廊下を曲がってランドリールームに足を踏み入れると、恵が乾燥機からベッドシーツを取り出しているところに出くわす。
「ああ、落合さん。………よく私だとわかったねぇ」
恵はランドリールームから顔も出さず、廊下にいる勝又に声をかけたのだ。
「足音で、だいたいわかりますよ? タマちゃんはペタペタ歩くし、ミッキーは足音大きいし、逆に、天草さんはみんなより足音小さいし、ジャスパーは床を蹴るように歩くし、勝又さんはのんびりしてるから、足取りがゆっくりしてます」
「はい、コレ」と乾燥機から取り出した、乾きたての温かいタオルを、目を丸くしている勝又に手渡す。
「そしてハンさん、摺り足ぎみに歩く…!」
恵はずばりと人差し指を立て言い切った。
「へえ…」
「ハンさんて姿変えられるから、私、よくからかわれるんです。でも、見分けるコツ発見したので、もう騙されない!」
感心する勝又に、恵は勝ち誇った顔を浮かべながら、シーツを畳み始める。そこで「……あ、でも」と足取りがつかみにくい人物を思い出した。
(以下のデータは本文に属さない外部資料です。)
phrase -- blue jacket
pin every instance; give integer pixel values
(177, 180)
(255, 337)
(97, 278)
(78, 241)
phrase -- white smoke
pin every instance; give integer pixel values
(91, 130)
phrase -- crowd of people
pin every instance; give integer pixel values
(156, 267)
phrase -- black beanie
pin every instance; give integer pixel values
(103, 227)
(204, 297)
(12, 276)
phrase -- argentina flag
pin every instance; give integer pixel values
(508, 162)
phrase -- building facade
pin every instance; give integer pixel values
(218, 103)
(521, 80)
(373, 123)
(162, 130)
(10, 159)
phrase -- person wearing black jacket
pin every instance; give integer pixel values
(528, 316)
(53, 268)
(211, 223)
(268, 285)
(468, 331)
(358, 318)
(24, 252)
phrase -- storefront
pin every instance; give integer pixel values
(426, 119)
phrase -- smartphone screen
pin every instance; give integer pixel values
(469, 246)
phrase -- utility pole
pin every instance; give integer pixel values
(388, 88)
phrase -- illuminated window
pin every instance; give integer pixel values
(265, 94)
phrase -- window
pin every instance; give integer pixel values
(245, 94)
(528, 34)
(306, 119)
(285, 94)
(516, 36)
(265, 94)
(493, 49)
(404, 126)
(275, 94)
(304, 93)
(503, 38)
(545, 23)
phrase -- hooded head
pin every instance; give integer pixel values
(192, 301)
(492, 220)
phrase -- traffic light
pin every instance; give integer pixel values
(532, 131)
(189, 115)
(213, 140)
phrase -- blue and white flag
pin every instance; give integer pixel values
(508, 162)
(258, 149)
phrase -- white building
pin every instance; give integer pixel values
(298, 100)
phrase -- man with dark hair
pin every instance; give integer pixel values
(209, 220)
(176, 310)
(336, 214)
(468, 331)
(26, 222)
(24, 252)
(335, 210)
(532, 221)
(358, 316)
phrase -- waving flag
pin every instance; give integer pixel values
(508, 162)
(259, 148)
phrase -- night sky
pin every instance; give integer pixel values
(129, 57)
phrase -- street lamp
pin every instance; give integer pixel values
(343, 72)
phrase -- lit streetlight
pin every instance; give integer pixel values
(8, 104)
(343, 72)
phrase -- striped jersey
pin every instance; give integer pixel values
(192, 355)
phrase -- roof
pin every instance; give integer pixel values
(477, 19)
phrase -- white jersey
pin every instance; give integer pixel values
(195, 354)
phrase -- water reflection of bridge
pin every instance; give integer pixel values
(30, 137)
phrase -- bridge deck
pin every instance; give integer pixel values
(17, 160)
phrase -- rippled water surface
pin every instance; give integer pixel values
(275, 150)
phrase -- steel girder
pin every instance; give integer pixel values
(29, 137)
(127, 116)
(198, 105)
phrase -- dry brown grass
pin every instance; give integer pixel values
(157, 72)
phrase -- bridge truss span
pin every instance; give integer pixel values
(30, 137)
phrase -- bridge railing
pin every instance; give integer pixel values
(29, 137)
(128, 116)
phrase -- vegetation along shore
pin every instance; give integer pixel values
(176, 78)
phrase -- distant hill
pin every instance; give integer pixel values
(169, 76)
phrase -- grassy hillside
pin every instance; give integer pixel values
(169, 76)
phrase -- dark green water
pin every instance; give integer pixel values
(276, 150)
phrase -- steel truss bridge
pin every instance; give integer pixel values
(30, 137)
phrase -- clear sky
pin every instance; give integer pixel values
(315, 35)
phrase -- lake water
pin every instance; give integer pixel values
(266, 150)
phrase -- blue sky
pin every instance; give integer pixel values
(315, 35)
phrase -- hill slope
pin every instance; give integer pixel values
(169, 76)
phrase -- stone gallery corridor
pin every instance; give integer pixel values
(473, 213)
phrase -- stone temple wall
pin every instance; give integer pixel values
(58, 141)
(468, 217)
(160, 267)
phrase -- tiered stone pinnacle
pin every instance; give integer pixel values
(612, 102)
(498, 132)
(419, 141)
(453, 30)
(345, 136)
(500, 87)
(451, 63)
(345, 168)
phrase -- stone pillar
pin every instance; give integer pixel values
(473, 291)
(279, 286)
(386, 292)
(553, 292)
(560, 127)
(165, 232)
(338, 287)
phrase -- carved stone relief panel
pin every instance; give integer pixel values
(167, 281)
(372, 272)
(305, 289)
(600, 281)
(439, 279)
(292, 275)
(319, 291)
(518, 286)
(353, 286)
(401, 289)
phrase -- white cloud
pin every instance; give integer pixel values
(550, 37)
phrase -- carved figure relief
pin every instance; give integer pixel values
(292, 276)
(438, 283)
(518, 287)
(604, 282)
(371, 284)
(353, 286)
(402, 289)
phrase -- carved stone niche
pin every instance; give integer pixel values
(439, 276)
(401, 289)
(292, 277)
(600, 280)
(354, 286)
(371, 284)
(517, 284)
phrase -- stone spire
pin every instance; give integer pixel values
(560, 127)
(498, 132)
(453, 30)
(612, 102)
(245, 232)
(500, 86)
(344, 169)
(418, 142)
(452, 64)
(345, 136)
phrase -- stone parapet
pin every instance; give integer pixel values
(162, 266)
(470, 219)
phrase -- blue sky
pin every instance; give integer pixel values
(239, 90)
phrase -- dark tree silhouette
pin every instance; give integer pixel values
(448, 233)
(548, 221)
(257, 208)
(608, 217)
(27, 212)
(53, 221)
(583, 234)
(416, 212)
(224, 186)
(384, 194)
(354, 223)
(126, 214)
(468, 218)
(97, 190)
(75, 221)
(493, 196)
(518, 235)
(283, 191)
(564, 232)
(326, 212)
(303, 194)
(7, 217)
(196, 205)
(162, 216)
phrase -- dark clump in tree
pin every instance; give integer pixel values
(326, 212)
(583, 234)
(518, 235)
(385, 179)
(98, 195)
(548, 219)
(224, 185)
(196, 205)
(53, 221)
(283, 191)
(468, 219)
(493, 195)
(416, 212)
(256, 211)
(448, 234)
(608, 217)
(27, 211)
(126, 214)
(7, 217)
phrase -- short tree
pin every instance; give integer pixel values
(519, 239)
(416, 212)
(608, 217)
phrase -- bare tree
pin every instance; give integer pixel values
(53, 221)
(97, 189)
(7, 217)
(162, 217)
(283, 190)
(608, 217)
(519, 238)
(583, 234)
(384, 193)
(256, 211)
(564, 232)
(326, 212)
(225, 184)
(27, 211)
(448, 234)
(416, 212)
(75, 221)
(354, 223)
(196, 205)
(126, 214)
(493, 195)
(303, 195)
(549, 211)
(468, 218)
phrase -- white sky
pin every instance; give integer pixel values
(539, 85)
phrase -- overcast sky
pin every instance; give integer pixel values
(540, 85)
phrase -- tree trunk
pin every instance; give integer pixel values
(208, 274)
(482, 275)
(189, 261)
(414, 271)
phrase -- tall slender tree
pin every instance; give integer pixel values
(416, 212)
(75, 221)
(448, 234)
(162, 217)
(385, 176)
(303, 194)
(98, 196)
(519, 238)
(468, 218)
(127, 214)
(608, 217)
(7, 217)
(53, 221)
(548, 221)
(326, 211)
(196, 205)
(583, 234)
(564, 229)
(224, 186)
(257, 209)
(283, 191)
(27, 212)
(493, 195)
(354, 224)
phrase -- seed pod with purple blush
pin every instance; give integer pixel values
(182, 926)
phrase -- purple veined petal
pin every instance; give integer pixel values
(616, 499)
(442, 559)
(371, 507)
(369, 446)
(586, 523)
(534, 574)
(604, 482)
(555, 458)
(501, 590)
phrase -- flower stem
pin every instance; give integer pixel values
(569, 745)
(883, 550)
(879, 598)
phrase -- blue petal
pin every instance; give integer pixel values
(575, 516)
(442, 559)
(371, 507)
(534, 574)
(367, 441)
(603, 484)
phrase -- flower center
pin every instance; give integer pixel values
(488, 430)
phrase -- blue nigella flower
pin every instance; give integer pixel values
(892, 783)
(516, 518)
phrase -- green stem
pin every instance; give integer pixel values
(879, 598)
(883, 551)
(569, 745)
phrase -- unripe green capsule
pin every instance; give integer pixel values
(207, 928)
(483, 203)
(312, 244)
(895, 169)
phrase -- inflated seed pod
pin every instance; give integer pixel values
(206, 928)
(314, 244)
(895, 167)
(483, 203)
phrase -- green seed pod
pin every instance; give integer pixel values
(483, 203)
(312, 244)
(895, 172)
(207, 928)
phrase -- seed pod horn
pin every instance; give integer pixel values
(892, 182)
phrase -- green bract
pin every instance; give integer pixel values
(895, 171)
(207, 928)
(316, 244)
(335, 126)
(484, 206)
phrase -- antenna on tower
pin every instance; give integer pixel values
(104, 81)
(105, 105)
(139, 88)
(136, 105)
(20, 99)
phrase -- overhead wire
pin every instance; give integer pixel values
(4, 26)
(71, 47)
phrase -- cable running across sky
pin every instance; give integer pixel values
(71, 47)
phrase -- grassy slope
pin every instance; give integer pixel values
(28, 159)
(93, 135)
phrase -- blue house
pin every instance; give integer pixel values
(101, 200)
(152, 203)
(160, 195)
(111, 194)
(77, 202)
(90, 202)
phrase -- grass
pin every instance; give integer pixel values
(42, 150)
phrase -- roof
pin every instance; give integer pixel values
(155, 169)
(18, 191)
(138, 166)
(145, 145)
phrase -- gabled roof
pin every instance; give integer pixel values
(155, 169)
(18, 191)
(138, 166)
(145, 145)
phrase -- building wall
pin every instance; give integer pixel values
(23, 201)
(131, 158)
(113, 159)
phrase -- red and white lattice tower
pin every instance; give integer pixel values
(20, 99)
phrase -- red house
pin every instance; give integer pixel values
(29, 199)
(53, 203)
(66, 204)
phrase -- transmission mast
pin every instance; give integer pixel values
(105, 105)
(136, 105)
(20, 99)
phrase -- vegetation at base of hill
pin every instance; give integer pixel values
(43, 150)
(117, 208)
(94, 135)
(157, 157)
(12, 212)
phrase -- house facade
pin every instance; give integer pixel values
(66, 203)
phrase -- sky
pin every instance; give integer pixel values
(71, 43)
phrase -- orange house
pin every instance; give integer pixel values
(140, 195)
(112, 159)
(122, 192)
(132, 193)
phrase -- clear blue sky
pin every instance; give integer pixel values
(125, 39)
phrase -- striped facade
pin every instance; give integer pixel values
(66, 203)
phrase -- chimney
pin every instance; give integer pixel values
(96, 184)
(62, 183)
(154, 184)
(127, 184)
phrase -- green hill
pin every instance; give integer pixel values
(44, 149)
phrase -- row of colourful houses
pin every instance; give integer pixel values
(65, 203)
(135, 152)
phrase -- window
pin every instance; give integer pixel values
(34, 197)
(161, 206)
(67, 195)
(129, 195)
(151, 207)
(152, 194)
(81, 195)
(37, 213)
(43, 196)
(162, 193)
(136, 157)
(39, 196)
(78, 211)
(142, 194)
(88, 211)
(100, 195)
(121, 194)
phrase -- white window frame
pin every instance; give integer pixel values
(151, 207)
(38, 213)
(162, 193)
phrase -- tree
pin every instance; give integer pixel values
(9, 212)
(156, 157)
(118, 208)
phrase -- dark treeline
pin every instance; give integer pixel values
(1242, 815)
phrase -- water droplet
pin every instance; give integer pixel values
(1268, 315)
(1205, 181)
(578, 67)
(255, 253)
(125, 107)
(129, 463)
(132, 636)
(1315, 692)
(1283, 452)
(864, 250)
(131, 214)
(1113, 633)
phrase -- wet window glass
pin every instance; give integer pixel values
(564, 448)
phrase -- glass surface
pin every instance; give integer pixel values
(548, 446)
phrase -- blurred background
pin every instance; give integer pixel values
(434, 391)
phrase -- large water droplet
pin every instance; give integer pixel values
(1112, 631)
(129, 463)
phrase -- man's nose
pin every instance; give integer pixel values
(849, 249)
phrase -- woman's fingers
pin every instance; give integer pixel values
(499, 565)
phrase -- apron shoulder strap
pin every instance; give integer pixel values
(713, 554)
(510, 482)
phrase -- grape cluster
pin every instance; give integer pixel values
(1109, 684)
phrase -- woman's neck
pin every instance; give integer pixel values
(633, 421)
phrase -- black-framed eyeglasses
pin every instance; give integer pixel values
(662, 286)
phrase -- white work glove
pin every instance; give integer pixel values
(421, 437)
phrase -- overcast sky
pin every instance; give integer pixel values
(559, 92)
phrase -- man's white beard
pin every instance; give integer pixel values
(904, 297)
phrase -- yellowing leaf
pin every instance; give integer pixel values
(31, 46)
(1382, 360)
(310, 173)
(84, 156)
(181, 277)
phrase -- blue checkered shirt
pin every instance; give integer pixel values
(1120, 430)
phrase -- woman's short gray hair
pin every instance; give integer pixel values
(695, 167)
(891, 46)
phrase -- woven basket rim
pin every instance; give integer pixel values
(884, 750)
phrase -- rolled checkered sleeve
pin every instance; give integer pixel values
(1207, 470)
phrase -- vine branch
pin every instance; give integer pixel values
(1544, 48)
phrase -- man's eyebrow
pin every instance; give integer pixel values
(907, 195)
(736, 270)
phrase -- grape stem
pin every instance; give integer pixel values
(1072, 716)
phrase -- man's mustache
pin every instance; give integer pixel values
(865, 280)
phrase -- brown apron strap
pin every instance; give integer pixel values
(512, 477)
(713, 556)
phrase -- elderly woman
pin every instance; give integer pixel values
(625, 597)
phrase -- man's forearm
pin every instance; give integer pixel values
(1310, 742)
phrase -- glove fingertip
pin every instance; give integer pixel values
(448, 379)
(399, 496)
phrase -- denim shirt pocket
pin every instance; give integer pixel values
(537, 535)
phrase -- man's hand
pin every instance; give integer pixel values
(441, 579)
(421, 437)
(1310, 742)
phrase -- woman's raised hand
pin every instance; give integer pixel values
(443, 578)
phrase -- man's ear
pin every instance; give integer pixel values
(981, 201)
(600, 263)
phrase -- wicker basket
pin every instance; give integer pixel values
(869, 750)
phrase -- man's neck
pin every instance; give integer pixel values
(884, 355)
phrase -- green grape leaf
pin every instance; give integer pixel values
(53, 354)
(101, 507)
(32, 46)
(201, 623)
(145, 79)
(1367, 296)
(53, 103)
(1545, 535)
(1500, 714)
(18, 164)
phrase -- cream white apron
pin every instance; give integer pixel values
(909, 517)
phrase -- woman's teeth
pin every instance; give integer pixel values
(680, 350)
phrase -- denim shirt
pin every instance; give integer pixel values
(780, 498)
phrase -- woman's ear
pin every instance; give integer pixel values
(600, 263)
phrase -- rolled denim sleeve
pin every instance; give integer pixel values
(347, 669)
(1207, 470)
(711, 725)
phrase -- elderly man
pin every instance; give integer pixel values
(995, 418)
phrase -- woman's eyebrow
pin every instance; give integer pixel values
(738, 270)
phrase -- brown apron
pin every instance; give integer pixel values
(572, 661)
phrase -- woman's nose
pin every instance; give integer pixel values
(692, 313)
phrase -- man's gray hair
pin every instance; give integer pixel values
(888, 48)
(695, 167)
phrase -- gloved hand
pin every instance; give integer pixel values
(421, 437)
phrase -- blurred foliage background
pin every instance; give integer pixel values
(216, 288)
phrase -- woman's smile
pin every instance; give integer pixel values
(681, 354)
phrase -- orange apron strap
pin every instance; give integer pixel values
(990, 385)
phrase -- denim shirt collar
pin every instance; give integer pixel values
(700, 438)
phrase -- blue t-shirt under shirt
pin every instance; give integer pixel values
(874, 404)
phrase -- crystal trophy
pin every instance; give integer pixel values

「もうひとり…、あの人はわからないなー。急に後ろに立ってたりするし…」
そう言いながら後ろに振り返ったが、ランドリールームの小窓があるだけだ。
窓の向こうは、雨脚が強くなっているのが見える。
「……ハンさん、最近帰ってきませんね…。次は、どんな姿で帰ってくるのか楽しみなのに…」
アゴでシーツの中央端を押さえ、両手を使って畳みながら呟く恵は少し寂しそうだ。
「ああ…。無事、戻るといいね」
この時、勝又は胸騒ぎを覚えていた。
「え?」
「ああ、いや、こちらの話……」
そう言いながら、頭を拭き始める。
雨の音が、心なしか大勢の拍手のように聴こえた。
深夜、マンションの屋上では、ジャスパーが傘もささず雨に包まれた街並みを眺めていた。
「【……キミは今、なにを感じている?】」
「【!】」
そこへ、突然後ろから、ルドガーに声をかけられた。
ジャスパーは一瞬目を見開いて驚いた表情をしたが、すぐ後ろにいるルドガーには振り返らない。「【ハハッ】」と一笑するだけだ。
「【相変わらず気配ないな、あんたは…。……心地いい雨なのに、不思議と胸が痛いんだ。まるであの時のように……】」
ジャスパーの茶褐色の瞳に、悲哀が帯びる。
胸をよぎるのは、かつてのスラムの仲間達と、雨の中、汚泥に積み上げられた死体の山だ。
「【キミも不思議な男だ。意味があるようで、意味のない言葉を無意識に並べ、自分を痛めつける】」
「【感傷的になってんだよ。明るいオレ様でも、そういう時はひとりで浸らせてくれ。……あーあ、辛気臭ぇ】」
不貞腐れて口を尖らせるジャスパーは、ルドガーに振り向き、「【風邪ひくなよ】」とその肩に手を置く。